Feuerwerk in Belgrad: Serbien feiert WM-Teilnahme
Belgrad (dpa) - 11.10.2009, 14:10 Uhr
Vor dem Feuerwerk feiern Serbiens Kapitän Dejan Stankovic (r) und Ivica Dragutinovic den Sieg.
Feuerwerk in Belgrad, Tristesse in Frankreich: Die Serben berauschten sich beim 5:0 (1:0) gegen Rumänien selbst und schafften mühelos die Qualifikation für die Fußball-WM 2010. In einem offenen Bus ließen sich der überragende Ex-Berliner Marko Pantelic und Co. durch Belgrad fahren, begleitet von Kolonnen hupender Autos, die bis in die frühen Morgenstunden die Innenstadt verstopften. Die ernüchterten Franzosen, die auch ohne den verletzten Bayern-Star Franck Ribery die Färöer 5:0 (2:0) deklassierten, müssen dagegen in den Playoffs nachsitzen. «Es bringt nichts, sich zu ärgern», kommentierte Frankreichs umstrittener Coach Raymond Domenech, der jederzeit über den Zwischenstand in Belgrad informiert war.

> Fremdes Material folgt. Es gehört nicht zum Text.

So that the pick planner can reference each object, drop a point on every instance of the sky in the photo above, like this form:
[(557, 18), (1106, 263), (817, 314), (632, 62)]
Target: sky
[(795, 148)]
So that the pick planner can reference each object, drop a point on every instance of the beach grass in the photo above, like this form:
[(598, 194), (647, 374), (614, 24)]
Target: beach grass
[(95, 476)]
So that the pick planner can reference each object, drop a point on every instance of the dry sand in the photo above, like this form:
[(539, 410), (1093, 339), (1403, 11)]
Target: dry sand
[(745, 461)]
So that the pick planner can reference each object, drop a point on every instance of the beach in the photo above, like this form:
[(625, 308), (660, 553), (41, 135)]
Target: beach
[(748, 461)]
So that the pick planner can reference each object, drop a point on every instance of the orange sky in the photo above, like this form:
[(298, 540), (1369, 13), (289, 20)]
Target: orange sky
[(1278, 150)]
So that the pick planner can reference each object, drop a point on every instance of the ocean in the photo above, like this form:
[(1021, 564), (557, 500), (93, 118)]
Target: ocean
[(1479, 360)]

Mit einer Offensiv-Gala servierte Serbien die überforderten Rumänen ab und hofft jetzt auf ein besseres WM-Abschneiden als 2006 in Deutschland. Unter dem Namen Serbien und Montenegro war das Team mit drei Niederlagen bereits in der Vorrunde gescheitert. «Der Unterschied zu 2006 ist, dass wir offensiv viel mehr Variationen haben und uns Coach Antic ständig nach vorne treibt», meinte Pantelic, der nach dem 1:0 durch Nikola Zigic (37.) auf 2:0 (50.) erhöhte. Die restlichen Treffer erzielten VfB Stuttgart-Profi Zdravko Kuzmanovic (64.) und Milan Javanovic (85./90.).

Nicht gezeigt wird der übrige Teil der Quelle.